This documents observed IP Address behavior on both Verizon and AT&T data networks.
If you have an authentication scheme that relies on some level of the client's IP (Internet Protocol Address) maintaining state during the process then you should be aware of the potential that the client IP is different between regular HTTP and HTTPS (Secure HTTP) when that client is accessing from a 3G/4G data network. A real world example: on the first request/page-view on HTTP, you may see the client IP as 166.137.82.247 and on the second from HTTPS you may see 166.137.88.49.
Often an authentication scheme will use that IP address as a partial internal key or as additional verification to increase security and limit DOS (Denial-of-Service) attacks. An authentication scheme that relies on that IP address remaining the same at any given point, will have to be adjusted for the behavior of phone data networks.
There are four strategies to adjust.
First, if reasonable and not truly needed, is to adjust the scheme to abandon IP address as a key or verification step altogether.
The second, noticeably adopted by many sites, would be to use HTTPS for all requests/page-views after initial log-in. In that case, all the requests end up coming from a constant IP address.
The third alternative is to maintain the mapping from HTTP-IP-Address to HTTPS-IP-Address back to HTPP-IP-Address. In this case, the scheme would consider that a valid transition if it ends up back where it started from. Any transition in a reasonably short time frame would not be suspect.
The forth option is to loosen the rules of IP match to only use the first two octets of the IP address to match. In other words to only key off the Class B. So in the above example, 166.137.*.* does indeed match 166.137.*.*. Again, any authentication across a Class B in a reasonably short time frame would be considered valid.
Moreover if you are using a Geo IP look-up database already when servicing a request then for both the third and fourth options you can also only allow that variant behavior from those known data networks.

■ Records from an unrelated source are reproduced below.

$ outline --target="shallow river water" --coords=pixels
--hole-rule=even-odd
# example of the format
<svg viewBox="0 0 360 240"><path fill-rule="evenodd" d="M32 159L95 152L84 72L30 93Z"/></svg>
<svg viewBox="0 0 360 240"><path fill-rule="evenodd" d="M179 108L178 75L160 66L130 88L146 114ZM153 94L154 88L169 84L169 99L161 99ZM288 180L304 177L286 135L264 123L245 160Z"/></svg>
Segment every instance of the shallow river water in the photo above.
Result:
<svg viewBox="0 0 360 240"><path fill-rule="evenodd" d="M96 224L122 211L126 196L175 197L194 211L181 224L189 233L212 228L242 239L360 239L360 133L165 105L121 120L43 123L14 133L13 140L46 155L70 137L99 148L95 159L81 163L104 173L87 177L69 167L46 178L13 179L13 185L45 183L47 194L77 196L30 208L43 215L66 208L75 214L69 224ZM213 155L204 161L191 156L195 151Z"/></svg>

As an interesting aside, if one was so inclined to try to measure how many users are actually using a given resources from a data network, even a service that doesn't normally use HTTPS, then one can send a small request, such as an pixel/web beacon, to your service via HTTPS and see if the IP address in that request matches the IP address in the base HTTP. The ones that don't match are extremely likely to be from devices on a data network.